The Supreme Court has released a number of opinions, and it’s been a tough week for conservatives. Most of the focus has been on the big political fights – federal subsidy for state “Obamacare” exchanges was upheld and marriage equity is the law of the land in all fifty states. It was the latter that gave us the most blistering dissent from Justice Scalia:
“A system of government that makes the people subordinate to a committee of nine unelected lawyers does not deserve to be called a democracy,” he wrote in one of the more coherent statements in his dissent.
But another ruling, striking down part of the Federal “Three Strikes” law, illustrates judicial activism even more clearly.
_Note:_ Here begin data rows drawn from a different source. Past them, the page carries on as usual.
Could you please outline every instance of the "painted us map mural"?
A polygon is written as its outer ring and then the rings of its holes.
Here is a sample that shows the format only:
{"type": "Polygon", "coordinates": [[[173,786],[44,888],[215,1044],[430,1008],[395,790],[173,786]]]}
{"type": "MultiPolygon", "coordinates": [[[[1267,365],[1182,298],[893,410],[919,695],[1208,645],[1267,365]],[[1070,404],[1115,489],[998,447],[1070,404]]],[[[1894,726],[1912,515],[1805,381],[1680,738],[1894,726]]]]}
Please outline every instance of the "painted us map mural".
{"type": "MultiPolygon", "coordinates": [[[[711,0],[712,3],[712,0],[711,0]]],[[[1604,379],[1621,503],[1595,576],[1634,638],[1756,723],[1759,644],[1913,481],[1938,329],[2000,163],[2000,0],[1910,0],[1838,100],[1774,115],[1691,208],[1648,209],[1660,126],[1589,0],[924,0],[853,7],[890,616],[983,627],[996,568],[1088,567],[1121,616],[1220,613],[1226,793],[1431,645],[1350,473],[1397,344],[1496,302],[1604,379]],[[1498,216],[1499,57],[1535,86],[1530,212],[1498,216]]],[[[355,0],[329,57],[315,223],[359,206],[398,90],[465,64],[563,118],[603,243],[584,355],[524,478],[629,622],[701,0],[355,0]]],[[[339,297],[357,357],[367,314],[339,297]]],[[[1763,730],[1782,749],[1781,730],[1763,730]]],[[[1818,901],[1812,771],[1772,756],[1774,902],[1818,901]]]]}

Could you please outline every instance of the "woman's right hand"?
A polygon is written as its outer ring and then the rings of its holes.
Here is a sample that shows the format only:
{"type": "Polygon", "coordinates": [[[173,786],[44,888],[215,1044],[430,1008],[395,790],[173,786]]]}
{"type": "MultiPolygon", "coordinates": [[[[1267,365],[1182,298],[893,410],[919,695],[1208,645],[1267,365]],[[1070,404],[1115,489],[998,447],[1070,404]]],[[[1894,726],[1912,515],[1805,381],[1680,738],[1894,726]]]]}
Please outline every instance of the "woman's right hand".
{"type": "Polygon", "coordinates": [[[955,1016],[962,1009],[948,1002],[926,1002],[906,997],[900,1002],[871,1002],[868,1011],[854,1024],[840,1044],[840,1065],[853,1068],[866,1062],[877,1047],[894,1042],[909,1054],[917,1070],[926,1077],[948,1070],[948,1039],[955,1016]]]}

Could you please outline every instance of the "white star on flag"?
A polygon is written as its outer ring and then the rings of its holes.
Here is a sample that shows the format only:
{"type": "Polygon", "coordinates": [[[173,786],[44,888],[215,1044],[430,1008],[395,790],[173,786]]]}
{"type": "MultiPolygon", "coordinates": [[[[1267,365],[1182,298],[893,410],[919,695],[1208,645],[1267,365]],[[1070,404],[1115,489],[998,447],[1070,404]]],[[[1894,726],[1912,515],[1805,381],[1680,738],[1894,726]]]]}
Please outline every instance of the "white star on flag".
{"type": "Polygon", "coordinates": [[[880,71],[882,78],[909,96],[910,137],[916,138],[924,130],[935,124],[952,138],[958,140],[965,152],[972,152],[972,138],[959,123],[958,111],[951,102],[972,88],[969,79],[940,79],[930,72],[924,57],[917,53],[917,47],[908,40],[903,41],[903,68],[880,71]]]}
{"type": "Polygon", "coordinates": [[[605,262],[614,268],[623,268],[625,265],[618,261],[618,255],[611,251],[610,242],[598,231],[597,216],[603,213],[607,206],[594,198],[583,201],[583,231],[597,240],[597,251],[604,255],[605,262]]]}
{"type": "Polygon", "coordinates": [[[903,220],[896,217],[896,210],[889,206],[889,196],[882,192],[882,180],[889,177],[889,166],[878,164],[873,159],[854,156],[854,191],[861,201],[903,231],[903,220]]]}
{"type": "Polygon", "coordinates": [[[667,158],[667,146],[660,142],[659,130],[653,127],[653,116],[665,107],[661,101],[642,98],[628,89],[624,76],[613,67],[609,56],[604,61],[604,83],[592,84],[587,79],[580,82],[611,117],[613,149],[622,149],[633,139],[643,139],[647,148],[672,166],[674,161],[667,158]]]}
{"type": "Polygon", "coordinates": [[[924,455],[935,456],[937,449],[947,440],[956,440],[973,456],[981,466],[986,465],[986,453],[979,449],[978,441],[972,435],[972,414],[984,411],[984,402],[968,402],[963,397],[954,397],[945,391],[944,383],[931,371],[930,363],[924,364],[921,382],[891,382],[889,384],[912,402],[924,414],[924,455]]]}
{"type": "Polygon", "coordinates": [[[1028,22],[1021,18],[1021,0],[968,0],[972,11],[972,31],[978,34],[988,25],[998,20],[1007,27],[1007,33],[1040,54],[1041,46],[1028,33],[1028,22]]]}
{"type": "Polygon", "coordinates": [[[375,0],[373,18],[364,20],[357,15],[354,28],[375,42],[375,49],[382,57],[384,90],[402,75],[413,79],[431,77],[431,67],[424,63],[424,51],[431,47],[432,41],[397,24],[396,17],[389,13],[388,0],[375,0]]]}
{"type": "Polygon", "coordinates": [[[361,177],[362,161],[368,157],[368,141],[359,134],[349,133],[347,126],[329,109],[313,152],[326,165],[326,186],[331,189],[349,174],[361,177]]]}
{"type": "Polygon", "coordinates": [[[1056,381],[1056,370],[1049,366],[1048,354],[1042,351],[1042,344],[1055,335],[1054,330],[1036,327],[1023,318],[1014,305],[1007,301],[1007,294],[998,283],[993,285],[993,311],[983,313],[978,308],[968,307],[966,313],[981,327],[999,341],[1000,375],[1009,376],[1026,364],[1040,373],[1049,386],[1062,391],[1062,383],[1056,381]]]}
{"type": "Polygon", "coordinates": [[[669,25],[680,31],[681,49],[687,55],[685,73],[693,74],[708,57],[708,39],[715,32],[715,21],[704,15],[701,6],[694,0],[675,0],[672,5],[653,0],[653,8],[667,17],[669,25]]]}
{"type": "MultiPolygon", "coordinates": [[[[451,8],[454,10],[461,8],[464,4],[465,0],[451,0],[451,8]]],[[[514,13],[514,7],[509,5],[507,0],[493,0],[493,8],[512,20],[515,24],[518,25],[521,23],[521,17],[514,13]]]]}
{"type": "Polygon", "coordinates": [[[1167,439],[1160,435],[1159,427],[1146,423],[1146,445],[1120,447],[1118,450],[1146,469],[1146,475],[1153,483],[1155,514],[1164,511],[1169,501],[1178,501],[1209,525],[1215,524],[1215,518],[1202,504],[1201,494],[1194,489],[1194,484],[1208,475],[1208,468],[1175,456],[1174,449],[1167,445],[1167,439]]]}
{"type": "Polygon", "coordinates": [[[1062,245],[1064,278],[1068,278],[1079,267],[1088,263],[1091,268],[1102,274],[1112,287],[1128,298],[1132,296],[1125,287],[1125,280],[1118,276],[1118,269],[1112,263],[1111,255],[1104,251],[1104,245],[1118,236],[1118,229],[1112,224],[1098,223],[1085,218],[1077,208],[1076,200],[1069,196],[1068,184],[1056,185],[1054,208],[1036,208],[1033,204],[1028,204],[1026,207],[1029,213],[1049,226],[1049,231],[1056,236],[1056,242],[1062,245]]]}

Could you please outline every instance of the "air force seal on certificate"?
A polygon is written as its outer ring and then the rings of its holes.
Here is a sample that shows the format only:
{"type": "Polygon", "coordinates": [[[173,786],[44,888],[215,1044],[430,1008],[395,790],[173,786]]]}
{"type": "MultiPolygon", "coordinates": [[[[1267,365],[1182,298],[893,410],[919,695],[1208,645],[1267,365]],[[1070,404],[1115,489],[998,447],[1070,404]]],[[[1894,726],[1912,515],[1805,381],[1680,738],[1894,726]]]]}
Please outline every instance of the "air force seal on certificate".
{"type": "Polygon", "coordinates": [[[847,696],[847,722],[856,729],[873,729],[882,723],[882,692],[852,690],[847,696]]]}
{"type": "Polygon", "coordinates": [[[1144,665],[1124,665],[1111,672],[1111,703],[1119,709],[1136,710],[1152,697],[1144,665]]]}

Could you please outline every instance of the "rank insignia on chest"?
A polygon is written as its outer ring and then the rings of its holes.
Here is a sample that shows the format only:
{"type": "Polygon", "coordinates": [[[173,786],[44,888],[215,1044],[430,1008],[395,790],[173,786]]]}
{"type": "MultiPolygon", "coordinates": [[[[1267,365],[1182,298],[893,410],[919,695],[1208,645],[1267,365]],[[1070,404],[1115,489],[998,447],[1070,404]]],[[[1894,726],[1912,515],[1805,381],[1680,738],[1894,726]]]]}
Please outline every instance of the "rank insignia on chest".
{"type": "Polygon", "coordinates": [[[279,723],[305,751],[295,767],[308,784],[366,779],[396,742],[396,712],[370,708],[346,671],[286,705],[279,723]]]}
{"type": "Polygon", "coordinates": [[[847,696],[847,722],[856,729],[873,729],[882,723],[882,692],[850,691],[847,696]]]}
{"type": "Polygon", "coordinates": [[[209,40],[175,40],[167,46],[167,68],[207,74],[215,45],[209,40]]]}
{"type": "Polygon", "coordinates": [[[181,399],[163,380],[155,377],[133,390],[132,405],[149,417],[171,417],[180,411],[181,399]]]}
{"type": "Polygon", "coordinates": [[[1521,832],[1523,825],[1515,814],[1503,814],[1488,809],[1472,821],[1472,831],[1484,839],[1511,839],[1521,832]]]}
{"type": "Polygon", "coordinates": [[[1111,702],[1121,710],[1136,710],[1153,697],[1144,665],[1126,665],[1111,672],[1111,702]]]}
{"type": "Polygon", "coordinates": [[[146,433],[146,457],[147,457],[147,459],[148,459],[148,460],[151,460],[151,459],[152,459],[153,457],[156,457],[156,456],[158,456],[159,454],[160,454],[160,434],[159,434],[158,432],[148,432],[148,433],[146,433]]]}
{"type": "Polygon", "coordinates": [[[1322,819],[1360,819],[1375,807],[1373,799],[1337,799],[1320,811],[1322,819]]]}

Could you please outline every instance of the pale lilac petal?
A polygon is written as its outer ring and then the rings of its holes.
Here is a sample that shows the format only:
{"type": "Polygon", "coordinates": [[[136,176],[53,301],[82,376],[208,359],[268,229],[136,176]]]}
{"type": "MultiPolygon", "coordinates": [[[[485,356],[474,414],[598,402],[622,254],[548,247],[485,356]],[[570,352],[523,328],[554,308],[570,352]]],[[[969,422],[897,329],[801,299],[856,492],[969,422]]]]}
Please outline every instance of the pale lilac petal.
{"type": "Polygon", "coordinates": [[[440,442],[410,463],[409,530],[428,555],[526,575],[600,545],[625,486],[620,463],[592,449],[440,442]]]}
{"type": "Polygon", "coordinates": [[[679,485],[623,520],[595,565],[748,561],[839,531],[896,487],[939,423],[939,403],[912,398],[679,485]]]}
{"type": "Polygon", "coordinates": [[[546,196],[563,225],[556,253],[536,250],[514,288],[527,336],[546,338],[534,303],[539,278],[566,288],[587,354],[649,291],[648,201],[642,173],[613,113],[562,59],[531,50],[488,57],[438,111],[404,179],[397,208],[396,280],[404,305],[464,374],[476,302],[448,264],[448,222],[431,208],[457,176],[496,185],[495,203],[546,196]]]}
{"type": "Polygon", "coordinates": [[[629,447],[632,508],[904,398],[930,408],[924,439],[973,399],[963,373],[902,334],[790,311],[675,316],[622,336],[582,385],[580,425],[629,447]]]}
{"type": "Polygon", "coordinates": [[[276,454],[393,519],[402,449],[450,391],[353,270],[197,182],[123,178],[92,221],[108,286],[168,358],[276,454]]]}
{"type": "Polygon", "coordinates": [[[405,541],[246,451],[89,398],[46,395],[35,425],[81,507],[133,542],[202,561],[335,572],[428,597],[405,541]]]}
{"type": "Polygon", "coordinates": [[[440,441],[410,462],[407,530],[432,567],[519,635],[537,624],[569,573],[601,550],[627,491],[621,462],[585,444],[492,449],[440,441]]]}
All of this begs the question as to where Scalia’s logic was in the “Citizens United” ruling in 2012 that declared corporations to be people, too. There is judicial activism, yes, but it’s more about filling in the gaps left by years of a completely dysfunctional Congress. Someone has to be the adults – even one branch of government has to endure Scalia’s sometimes childish ranting.
We should start away from the hoopla in the decision rendered in Johnson v. United States. In this case, the court ruled 8-1 that counting past convictions as “violent” under the “Three Strikes” provision to stop career criminals had to be more specific. They struck down using convictions for “”conduct that presents a serious potential risk of physical injury to another”.
The reason this is interesting is that the courts have ruled five times in seven years that this clause was troubling, but always left it up to Congress to correct it. They saw their role as something like the national lawyers, giving advice to the elected officials as to how to bring a law into compliance.
That’s hardly “judicial activism”. But the patience required to hold that position has apparently worn out.
The court’s broad rulings this week probably reflect that frustration as much as anything. It appears that the Supreme Court has become emboldened to act, rather than advise, using their power to fill the gaps in left in our otherwise carefully balanced system.
It begs a re-visit to the halcyon days when the court had more faith in the system, which naturally brings us to the only recent case as active as the declaration of marriage equity – Citizens United. In that case, the court didn’t just rule that “corporations are people”, it issued a very nuanced and thoughtful treatise on the nature of free speech in an open society.
The gist of it is that speech is almost impossible to stop, so why bother trying? Money will always find a way to influence elections, so laws preventing it are doomed to failure. The only reasonable solution is a standard based on disclosure, the majority opinion reasoned. Let the people understand the nature of the money, er, speech, by labeling where it came from. Congress already has the power to do that, and has enabled the FEC to do this, so why not?
It was naive at best for the Supreme Court to assume that the political system was capable of implementing a system like the one they proposed. The result of Citizens United has been simply unlimited anonymous money pouring into the political system like a tidal wave.
Yes, where was Scalia’s logic when that ruling was handed down?
But that’s not where the court is today. A much bolder court handed down three rulings that indeed reshaped the political landscape. The Obamacare ruling was hardly anything new, but Marriage Equity certainly is. Striking down a big part of “Three Strikes” was also very bold.
Would the court act the same way if Citizen’s United was revisited? I think it’s worth trying. We have seen the results of the court’s action and it hasn’t been good for genuinely “free” speech. Government in general has shown it is unwilling or unable to follow sage advice from the court, meaning that they might feel a need to take control.
In many ways, this mimics the rise of the Federal Reserve as the ultimate economic power in the US. It, too, has been filling the gap left by an ineffective Congress that is constantly locked in conflict with the President and incapable of even passing an actual budget. The economic stimulus that everyone knew was necessary fell to the Federal Reserve despite the inherent inefficiency in doing it with pure monetary policy.
Everyone knew more had to be done. Only the Fed had the guts to do it.
Are we looking at a new, activist Supreme Court? The short answer appears to be a rather emphatic “Yes!”. It also appears to have come from sheer exasperation and a desperate need to have adults in charge somewhere. But does Scalia have a point, namely that a Supreme Court with so much power is a definite threat to Democracy?
The short answer to that is, again, “Yes!” While those of us on the left have good reason to cheer the rulings that were handed down today, we have to remember that they are the product of an utterly broken system. A few victories are good and worth savoring, but we still have a tremendous amount of work to do.
Our democratic-republic is gradually slipping away from democracy towards a rule by the elites. There is a long-term problem that our leaders understand and are willing to act to correct as well as they can. But if we are really a free nation it has to fall to us to fix the problems.